In fiction "as you know" and equivalent phrases appear before exposition which is needed for the audience to comprehend vital plot elements even though the characters in the scene really shouldn't need it reiterated. It can show up before a recap but it can also proceed and explanation of some in world conceit like how magic works or why they need a giant diamond for the super laser. As an expression it's kind of clunky and in isolation can cut into verisimilitude. For this reason it's best employed in a circumstance where the character being spoken to doesn't actually know. This can be because the character knows the facts but is too dim to draw conclusions from them, it can be because there knowledge is being tested, or it could be that they are drawing different conclusions from the facts.
In each of these cases the exchange provides some characterization on top of the exposition. Of course all of that also requires the author to come up with reasons why the characters have this particular dynamic and keep the story more or less consistent on that point. This is easier at the beginning of a story when there is no prior characterization for it to conflict with and gets harder as characters' understanding of what they are doing increases. For this reason episodic works that have to continually onboard new readers are often the worst offenders for deploying the phrase where there is absolutely no diegetic reason to rehearse the obvious.

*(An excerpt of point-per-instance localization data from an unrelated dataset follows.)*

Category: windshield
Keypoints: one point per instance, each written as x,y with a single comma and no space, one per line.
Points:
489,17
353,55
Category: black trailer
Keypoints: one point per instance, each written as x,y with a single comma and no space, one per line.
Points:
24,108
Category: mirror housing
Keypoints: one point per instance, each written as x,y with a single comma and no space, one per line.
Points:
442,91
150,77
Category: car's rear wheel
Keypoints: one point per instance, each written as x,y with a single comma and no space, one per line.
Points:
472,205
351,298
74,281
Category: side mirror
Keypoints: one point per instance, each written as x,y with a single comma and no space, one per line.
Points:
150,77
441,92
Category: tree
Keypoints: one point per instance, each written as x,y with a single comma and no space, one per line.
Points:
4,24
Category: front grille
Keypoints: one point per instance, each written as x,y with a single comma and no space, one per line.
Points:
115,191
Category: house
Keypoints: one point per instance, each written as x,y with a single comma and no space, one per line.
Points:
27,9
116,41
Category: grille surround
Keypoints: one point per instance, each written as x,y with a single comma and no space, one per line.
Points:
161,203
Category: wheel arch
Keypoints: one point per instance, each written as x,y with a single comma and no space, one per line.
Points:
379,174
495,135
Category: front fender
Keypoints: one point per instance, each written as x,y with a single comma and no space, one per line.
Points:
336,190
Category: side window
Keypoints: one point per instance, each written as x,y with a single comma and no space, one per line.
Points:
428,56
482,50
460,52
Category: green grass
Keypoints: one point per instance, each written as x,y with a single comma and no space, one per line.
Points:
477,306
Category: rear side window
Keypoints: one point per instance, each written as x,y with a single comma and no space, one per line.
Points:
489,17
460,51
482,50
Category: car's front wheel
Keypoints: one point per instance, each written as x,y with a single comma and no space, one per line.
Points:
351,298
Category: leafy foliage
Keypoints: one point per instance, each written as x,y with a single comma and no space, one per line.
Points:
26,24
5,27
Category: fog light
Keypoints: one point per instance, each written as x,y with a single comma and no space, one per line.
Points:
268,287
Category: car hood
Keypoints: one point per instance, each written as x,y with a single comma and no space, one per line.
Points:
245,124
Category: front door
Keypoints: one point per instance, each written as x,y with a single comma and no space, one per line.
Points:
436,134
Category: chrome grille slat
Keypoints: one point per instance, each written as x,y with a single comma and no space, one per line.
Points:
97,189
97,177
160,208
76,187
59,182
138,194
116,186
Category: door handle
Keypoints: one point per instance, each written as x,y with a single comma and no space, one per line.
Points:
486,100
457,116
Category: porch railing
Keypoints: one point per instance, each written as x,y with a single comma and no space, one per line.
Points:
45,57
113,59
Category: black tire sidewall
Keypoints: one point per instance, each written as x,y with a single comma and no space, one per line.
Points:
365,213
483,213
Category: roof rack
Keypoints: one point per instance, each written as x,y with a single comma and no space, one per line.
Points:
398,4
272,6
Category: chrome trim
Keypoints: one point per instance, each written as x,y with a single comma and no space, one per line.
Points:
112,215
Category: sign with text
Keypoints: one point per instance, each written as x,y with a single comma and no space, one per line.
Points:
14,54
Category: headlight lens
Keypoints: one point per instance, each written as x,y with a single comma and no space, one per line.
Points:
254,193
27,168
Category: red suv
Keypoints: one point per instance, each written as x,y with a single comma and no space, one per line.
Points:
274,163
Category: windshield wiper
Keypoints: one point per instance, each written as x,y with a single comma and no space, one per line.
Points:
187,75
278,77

"As you know" was most prevalent in mid Twentieth Century adventure genre pieces. Literally picking a random book off of faded pages I found four instances. Seven more books from the genre had three with one or more occurrences so I feel pretty confident from my tiny sample that this really was a thing. Interestingly, every instance was in a book from a numbered series. While I think it's easy to dismiss the phrase as a hackneyed cliche it's also worth considering that this is the sort of phrase real people can and do use when elaborating on the consequences or implications of some shared beliefs. It's only really a problem when it is shoehorned into dialogue which strains audience immersion.